I just got back from the annual conference of the European Association of Environmental and Resource Economists in Rome. I've got several posts coming, but this one is, uh, cultural...
The Economist has said that "tax evasion has long been a national sport" in Italy, but I was surprised to see its extent.
When dining out on our second night, we got a printed bill on a plain piece of paper; since we paid cash, there was no evidence of our transaction. I've seen that kind of transaction in other countries, of course, but it was suspicious (other places often give you a numbered bill/receipt).
I was therefore ready for this situation:
In the photo, you see the cashier has the register open. He's putting cash in the drawer and giving receipts for drinks to customers. The customer then takes the receipt to get her drink down the line. The bartender who takes the receipt in exchange for the drink then returns the ticket to the cashier, where it's used again.
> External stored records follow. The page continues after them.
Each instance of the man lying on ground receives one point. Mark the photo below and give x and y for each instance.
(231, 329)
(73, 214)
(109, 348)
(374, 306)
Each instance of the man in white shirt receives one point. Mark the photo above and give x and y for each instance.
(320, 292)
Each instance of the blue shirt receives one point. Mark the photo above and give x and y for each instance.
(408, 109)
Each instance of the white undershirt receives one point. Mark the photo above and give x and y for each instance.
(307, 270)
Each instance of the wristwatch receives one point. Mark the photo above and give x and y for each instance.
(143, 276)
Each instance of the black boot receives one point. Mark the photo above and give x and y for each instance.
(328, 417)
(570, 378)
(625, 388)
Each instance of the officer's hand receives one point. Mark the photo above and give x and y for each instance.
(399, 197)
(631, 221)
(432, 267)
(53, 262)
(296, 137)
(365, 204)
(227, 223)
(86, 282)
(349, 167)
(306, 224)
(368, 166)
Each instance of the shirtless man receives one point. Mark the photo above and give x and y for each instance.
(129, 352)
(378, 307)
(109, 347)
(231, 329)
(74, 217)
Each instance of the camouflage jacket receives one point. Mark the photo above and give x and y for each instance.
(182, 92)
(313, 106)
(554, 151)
Some people may call this recycling. I'll call it an ingenious way to sell 10 drinks while reporting one sale to the tax authority.
(I asked an Italian why the guy doesn't steal money; she said that the crew boss probably told everyone to use this method; nobody wants to rip off the crew -- just the tax authorities.)
Bottom Line: Italians don't like to pay taxes because the State fails to benefit them because people don't pay taxes.
Addendum: Surowieki reflects on the same problem (non-tax payment) in Greece.